DPR RI resmi menetapkan revisi Undang-Undang (RUU) Nomor 34 Tahun 2004 tentang Tentara Nasional Indonesia (TNI) menjadi undang-undang. Lewat sidang paripurna di Gedung DPR RI, Jakarta, Kamis (20/3/2025), yang dipimpin oleh Ketua DPR RI Puan Maharani didampingi Wakil Ketua DPR RI, Sufmi Dasco Ahmad, Adies Kadir, dan Saan Mustopa.

"Apakah Rancangan Undang-Undang tentang Perubahan atas Undang-Undang Nomor 34 Tahun 2004 tentang Tentara Nasional Indonesia dapat disetujui untuk disahkan menjadi undang-undang?" tanya Puan. "Setuju," jawab peserta rapat.

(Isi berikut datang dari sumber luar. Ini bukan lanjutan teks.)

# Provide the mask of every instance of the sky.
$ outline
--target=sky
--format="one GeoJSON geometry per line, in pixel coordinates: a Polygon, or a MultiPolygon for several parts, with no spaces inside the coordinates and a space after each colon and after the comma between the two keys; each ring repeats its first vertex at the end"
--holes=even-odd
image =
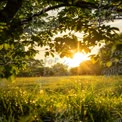
{"type": "MultiPolygon", "coordinates": [[[[120,32],[122,32],[122,20],[115,20],[114,22],[109,22],[107,23],[107,25],[111,25],[113,27],[118,27],[120,29],[120,32]]],[[[69,63],[72,63],[71,59],[68,59],[68,58],[60,58],[58,55],[55,55],[55,57],[44,57],[44,48],[37,48],[39,50],[39,53],[35,56],[35,59],[43,59],[44,60],[44,65],[45,66],[52,66],[56,63],[63,63],[65,65],[69,65],[69,63]]],[[[95,47],[93,50],[92,50],[92,54],[95,54],[96,52],[98,52],[99,50],[99,47],[95,47]]],[[[75,62],[74,62],[75,63],[75,62]]]]}

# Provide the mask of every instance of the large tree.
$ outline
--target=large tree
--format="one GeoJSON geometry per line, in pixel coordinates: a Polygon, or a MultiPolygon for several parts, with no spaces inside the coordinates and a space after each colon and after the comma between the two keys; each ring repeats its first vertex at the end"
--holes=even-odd
{"type": "Polygon", "coordinates": [[[121,0],[1,0],[0,74],[16,74],[38,52],[36,46],[46,46],[46,55],[56,51],[63,57],[114,42],[118,29],[105,22],[121,19],[121,13],[121,0]],[[81,40],[75,32],[83,33],[81,40]]]}

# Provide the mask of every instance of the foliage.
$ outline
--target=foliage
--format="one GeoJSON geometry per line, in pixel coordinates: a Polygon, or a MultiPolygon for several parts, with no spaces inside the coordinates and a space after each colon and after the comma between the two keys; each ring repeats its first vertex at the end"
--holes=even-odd
{"type": "Polygon", "coordinates": [[[2,65],[0,74],[4,77],[16,74],[23,66],[23,59],[35,56],[37,46],[46,46],[46,55],[53,55],[56,51],[61,57],[65,54],[71,56],[71,49],[73,48],[74,53],[77,50],[74,46],[78,43],[75,35],[71,36],[73,32],[84,33],[83,39],[79,40],[79,48],[86,52],[90,51],[89,47],[103,40],[105,43],[112,42],[118,29],[104,25],[104,22],[121,18],[121,5],[121,0],[1,0],[0,59],[4,59],[4,50],[7,52],[4,53],[5,62],[9,59],[11,63],[7,65],[10,67],[8,69],[2,65]],[[53,10],[56,10],[56,13],[50,14],[53,10]],[[67,37],[54,39],[57,33],[67,30],[67,37]],[[58,44],[57,39],[62,41],[58,44]],[[61,43],[63,48],[65,47],[64,50],[60,50],[61,43]],[[57,45],[60,46],[57,48],[57,45]],[[27,50],[20,51],[21,47],[27,50]],[[68,53],[65,53],[66,51],[68,53]],[[13,65],[12,62],[17,65],[13,65]],[[16,71],[12,71],[13,67],[16,67],[16,71]]]}
{"type": "Polygon", "coordinates": [[[19,78],[0,88],[2,121],[117,121],[122,117],[121,76],[19,78]]]}

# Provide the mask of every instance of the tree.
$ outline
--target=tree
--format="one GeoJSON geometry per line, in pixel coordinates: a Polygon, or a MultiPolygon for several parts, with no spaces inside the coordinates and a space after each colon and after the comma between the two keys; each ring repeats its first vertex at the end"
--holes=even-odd
{"type": "Polygon", "coordinates": [[[71,68],[72,75],[101,75],[101,66],[99,62],[93,63],[91,60],[81,62],[78,67],[71,68]]]}
{"type": "Polygon", "coordinates": [[[68,66],[57,63],[52,66],[52,72],[54,76],[66,76],[69,75],[68,66]]]}
{"type": "Polygon", "coordinates": [[[42,76],[44,72],[43,60],[28,59],[26,69],[21,70],[17,76],[19,77],[37,77],[42,76]]]}
{"type": "Polygon", "coordinates": [[[103,66],[103,74],[122,74],[122,33],[116,36],[114,43],[102,46],[98,58],[103,66]]]}
{"type": "Polygon", "coordinates": [[[121,0],[1,0],[0,59],[7,57],[5,62],[10,68],[1,65],[0,74],[5,77],[16,75],[23,67],[20,65],[24,63],[23,59],[35,56],[36,46],[46,46],[46,55],[56,51],[63,57],[78,50],[74,45],[89,52],[89,47],[98,42],[112,42],[118,29],[104,25],[104,22],[121,19],[121,12],[121,0]],[[56,15],[49,15],[52,10],[57,10],[56,15]],[[52,40],[58,32],[66,30],[69,31],[67,35],[52,40]],[[74,32],[84,32],[83,39],[78,40],[74,32]],[[16,45],[19,47],[14,50],[16,45]],[[20,47],[23,48],[20,50],[20,47]],[[4,56],[3,50],[7,52],[4,56]]]}

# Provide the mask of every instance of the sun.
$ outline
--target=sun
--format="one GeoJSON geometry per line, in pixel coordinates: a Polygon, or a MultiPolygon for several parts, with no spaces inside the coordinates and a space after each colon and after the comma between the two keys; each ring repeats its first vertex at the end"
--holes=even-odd
{"type": "Polygon", "coordinates": [[[77,67],[81,62],[90,60],[87,54],[77,52],[74,54],[73,58],[67,59],[67,64],[69,67],[77,67]]]}

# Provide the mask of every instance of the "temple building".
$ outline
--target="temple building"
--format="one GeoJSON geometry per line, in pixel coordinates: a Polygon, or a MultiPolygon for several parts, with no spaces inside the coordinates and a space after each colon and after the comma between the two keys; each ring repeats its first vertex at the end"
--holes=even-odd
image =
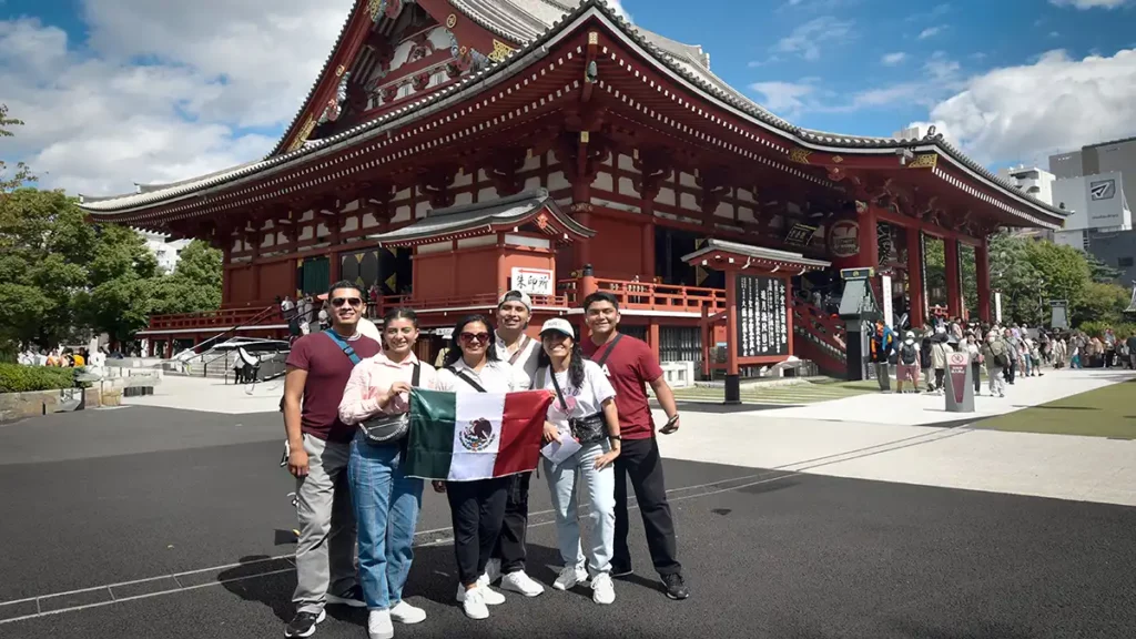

RUU TNI dinilai berpotensi mengembalikan peran politik TNI yang telah dibatasi pasca-Reformasi 1998. Beberapa pasal dalam RUU dianggap membuka ruang bagi intervensi TNI dalam urusan sipil, yang bertentangan dengan prinsip supremasi sipil dan demokrasi. Sebagaimana ditegaskan oleh Diamond (1999), demokrasi yang sehat mensyaratkan pemisahan yang jelas antara institusi militer dan politik. Pasal-pasal yang memberikan kewenangan luas kepada TNI dalam penegakan hukum dan keamanan dalam negeri dianggap berisiko memicu pelanggaran hak asasi manusia. Pengalaman masa lalu, seperti kasus pelanggaran HAM di era Orde Baru, menjadi dasar kekhawatiran ini. Menurut teori transitional justice, reformasi sektor keamanan harus memastikan akuntabilitas dan transparansi untuk mencegah pengulangan sejarah kelam.

Perubahan yang paling menjadi sorotan adalah perubahan Pasal 47 terkait jabatan TNI aktif di kementerian/lembaga sipil. Berdasarkan Pasal 47 Ayat (1) UU TNI lama, terdapat pasal yang menyebut prajurit TNI hanya dapat menduduki jabatan sipil setelah mengundurkan diri atau pensiun dari dinas aktif keprajuritan. Namun, dalam UU TNI baru, poin itu diubah sehingga TNI akfif dapat menjabat di 14 kementerian/lembaga. Kementerian/lembaga yang dimaksud adalah kementerian/lembaga yang membidangi koordinator bidang politik dan keamanan negara, pertahanan negara termasuk dewan pertahanan nasional, kesekretariatan negara yang menangani urusan kesekretariatan presiden dan kesekretariatan militer presiden, intelijen negara, siber dan/atau sandi negara.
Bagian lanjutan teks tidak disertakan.